LEDを活用した植物工場の研究と徳島での展開

 

徳島大学大学院 ソシオテクノサイエンス研究部
ライフシステム部門 生物工学科
教授 野地 澄晴 氏

 

徳島県では、産学官の連携で「とくしま植物工場推進検討会」を設置し、植物工場の低コスト化や増産技術などについて検討を進めております。

なぜ植物工場か?

それは、我が国の農林水産業の就業者の高齢化が大きな原因です。農林業就業者の70%、水産業就業者の50%が55歳以上の高齢者であり、後継者不足の状態です。

その解決策の一つに、植物工場があります。

近年、実用化段階で様々なタイプの植物工場が注目されております。

植物工場は、計画的な生産による安定供給、位面積あたりの高い生産性、光制御による栄養価の向上や低(無)農薬化などの高付加価値化をはじめ、地域や土地を選ばず、労働の平準化で雇用創出に繋がるなどのメリットが期待されます。

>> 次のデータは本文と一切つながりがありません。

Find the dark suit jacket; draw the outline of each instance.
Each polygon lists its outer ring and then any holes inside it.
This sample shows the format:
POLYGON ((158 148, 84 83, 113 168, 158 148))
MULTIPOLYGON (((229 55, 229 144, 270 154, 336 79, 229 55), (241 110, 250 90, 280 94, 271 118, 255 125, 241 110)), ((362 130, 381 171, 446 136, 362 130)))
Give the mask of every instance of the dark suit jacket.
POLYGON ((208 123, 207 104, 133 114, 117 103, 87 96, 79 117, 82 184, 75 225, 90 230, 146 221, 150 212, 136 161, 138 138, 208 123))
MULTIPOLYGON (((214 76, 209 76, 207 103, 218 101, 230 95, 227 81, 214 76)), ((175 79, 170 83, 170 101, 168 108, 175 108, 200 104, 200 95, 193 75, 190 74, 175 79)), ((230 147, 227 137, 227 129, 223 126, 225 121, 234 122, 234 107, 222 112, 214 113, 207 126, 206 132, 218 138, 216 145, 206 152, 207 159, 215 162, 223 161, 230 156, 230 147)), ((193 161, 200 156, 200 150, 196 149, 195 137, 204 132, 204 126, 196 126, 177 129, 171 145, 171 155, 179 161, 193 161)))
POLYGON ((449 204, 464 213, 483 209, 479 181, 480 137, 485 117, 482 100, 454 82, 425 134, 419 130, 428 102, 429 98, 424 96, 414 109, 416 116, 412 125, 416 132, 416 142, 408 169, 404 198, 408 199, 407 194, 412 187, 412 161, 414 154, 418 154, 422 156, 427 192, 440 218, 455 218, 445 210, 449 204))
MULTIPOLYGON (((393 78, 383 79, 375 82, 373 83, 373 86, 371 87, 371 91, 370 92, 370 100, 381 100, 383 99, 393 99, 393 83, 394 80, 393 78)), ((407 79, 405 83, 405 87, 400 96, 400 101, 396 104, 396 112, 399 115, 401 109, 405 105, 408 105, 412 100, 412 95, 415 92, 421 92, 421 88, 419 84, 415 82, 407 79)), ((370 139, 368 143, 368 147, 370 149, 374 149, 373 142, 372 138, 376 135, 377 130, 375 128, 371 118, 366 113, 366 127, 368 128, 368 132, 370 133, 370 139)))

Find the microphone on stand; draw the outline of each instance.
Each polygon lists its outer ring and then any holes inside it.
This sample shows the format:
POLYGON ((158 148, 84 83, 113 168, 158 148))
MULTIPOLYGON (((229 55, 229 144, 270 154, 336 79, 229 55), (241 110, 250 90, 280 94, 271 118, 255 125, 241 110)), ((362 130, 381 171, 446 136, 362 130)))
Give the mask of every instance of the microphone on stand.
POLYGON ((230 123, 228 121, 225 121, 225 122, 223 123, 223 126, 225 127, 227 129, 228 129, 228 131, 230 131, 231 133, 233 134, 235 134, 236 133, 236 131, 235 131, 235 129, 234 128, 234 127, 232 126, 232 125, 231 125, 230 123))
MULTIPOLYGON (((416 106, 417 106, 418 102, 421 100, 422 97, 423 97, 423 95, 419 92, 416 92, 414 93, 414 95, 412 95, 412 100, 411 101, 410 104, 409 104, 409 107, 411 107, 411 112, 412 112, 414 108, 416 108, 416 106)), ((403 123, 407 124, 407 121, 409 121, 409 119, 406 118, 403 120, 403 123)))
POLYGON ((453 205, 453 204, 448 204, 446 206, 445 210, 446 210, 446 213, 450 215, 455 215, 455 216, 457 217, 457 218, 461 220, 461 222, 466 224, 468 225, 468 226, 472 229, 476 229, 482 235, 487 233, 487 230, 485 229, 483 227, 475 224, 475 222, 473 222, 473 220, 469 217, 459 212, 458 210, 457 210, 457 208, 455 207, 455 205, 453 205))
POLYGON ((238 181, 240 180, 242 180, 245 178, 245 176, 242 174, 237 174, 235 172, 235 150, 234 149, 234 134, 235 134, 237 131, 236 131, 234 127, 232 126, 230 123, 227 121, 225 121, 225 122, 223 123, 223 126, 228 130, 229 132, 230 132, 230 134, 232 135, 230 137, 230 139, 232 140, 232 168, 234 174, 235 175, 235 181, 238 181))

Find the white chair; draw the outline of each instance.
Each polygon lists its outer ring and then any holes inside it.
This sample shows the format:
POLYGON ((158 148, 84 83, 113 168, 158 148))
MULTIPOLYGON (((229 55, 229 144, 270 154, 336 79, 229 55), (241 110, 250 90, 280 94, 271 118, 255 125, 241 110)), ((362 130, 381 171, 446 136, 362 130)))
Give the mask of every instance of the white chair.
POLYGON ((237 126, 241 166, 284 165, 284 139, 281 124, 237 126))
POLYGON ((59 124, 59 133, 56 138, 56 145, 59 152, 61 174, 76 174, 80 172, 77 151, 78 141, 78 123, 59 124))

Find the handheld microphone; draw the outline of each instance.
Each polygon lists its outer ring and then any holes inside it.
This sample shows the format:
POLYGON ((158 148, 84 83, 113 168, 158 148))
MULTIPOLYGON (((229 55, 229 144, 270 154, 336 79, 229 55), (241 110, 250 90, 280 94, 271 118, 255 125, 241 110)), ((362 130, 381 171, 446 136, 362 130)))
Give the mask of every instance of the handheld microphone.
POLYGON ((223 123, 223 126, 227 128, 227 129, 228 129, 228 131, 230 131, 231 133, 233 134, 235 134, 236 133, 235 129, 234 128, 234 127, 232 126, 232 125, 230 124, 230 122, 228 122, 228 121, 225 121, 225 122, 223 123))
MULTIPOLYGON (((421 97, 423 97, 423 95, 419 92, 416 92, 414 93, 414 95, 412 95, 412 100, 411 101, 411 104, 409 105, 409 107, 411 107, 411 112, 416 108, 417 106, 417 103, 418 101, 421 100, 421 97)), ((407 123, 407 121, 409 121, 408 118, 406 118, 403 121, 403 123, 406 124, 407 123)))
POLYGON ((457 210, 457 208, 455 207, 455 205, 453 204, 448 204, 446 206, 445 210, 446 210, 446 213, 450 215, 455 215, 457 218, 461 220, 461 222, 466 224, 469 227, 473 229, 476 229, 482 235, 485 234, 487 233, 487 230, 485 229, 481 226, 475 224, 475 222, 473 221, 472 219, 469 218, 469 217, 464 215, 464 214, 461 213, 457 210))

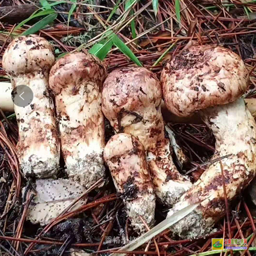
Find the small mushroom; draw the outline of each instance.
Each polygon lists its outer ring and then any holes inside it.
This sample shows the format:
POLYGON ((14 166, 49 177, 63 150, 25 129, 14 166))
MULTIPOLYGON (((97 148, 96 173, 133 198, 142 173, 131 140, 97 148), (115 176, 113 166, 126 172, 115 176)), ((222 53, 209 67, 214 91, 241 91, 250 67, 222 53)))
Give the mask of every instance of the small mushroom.
POLYGON ((104 82, 102 111, 116 132, 131 134, 143 145, 156 194, 171 206, 191 185, 178 171, 161 113, 161 88, 144 68, 114 70, 104 82))
POLYGON ((144 232, 146 227, 140 216, 152 227, 155 200, 142 144, 132 135, 116 134, 106 145, 104 159, 124 200, 132 226, 139 233, 144 232))
POLYGON ((26 175, 52 176, 58 170, 60 148, 54 106, 48 91, 49 71, 55 60, 51 44, 37 35, 19 37, 3 56, 13 88, 26 85, 33 93, 30 105, 14 110, 19 129, 19 163, 26 175))
POLYGON ((70 177, 89 188, 105 175, 101 88, 105 67, 89 54, 60 59, 51 69, 62 153, 70 177))
POLYGON ((192 213, 171 227, 183 238, 203 237, 225 213, 223 170, 227 198, 231 200, 255 174, 256 124, 239 98, 248 85, 243 61, 229 49, 194 46, 168 62, 161 82, 167 107, 185 117, 197 111, 216 140, 213 160, 200 179, 171 209, 168 216, 196 202, 192 213))

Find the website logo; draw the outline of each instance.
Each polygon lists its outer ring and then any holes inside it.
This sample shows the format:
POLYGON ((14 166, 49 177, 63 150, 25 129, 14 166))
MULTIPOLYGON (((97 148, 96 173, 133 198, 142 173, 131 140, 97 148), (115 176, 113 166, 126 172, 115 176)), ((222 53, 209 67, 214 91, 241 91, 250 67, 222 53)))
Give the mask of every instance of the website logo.
POLYGON ((224 240, 223 238, 212 238, 212 251, 223 251, 224 248, 224 240))

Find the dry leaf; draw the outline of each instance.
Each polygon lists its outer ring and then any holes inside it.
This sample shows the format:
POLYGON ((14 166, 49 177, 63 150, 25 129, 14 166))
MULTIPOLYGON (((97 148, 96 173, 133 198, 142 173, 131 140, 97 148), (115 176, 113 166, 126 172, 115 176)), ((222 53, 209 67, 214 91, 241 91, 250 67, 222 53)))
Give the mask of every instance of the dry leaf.
MULTIPOLYGON (((78 183, 64 179, 38 180, 36 186, 37 194, 29 206, 27 219, 42 225, 57 217, 86 191, 78 183)), ((80 200, 71 210, 77 209, 86 201, 86 198, 80 200)))

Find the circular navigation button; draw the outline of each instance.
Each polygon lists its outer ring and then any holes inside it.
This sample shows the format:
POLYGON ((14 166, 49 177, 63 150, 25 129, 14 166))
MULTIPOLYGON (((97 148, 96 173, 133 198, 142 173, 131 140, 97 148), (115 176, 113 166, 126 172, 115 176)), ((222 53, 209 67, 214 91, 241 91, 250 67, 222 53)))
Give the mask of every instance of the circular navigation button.
POLYGON ((26 85, 18 85, 12 91, 12 100, 16 106, 24 108, 32 102, 32 90, 26 85))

徳島県は、LED技術の先進県であり、世界的なLEDの製造拠点や養液栽培用肥料メーカーの製造拠点が存在します。また、農林水産物が豊富で、関西市場への全国トップクラスの供給基地となっております。

 

植物工場による徳島ならではのビジネスモデルを構築するため、県と徳島大学が「農工連携の推進に関する協定」を締結し、徳島大学工学部生物工学科内に「農工連携スタディーズ」を創設致しました。ここでは、研究者や特別講師による植物工場に関する技術開発、市場開発、経営管理等一連の実践的な農工連携プロジェクトを推進しているところであります。

既に葉菜類については、高輝度白色LED照明を用いることにより、葉が大きく育つ傾向があることが判明しました。また、太陽光・リチウムイオン電池活用などのクリーンエネルギーと、青色LED照明を組み合わせた菌床シイタケ発生量の検討などを実施し、光の波長が、植物に及ぼす影響などについて、実用化を目指した研究を行っているところです。

今後とも、植物工場の支援体制の充実を図りながら、農商工連携による新産業の創出に繋げたいと考えています。さらに、産学官連携による徳島ならではのビジネスモデルを推進し、植物工場を一緒に創っていけたらと考えていますので、是非とも徳島でのビジネスモデル化にご参加いただきますよう、宜しくお願い致します。